The Chinese imposition of tariffs occurs as US wine imports to China are beginning to grow. According to Chinese customs figures, the domestic value of US wine increased by 44% between 2016 and 2017 and the volume of US wine imported into China declined by 1.06%, which is half the decline seen between 2015 and 2016. Overall, the US retained its status as China’s sixth largest wine importer. The figures imply Chinese consumers are moving towards purchasing more expensive, premium wine brands.

The US trade association Wine Institute estimated that the value of US wine exports to China totalled $210m in 2017, an increase of 10% on the previous year.

Australia remained China’s second largest wine importer. It saw a 33.3% increase in volume and a 25.8% rise in value in 2017. Australia’s share of the Chinese wine import market is set to increase further as a result of China reducing import tariffs on the country’s wine products from 14% to 2.8% in January 2018 and the declared aim of continuing to reduce duties to zero by 2019 as a part of a bilateral trade deal.

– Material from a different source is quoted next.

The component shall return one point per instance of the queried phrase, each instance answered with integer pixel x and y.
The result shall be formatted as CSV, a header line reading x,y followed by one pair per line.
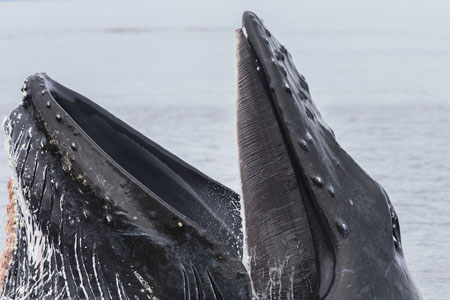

Wine Institute trade director for China and the Pacific Rim Christopher Beros explained the growth in US wine exports to China, saying: “China has a rapidly growing middle class that is travelling outside the country and adopting many western tastes and lifestyle preferences. Consumption of imported wine has increased 2.5 times in the last five years on the Chinese mainland. We expect this trend to continue for the foreseeable future.”

Other industries and products targeted by the Chinese retaliatory tariffs are fresh fruit, ginseng, recycled aluminium, dried fruit and nuts, steel pipes and US pork.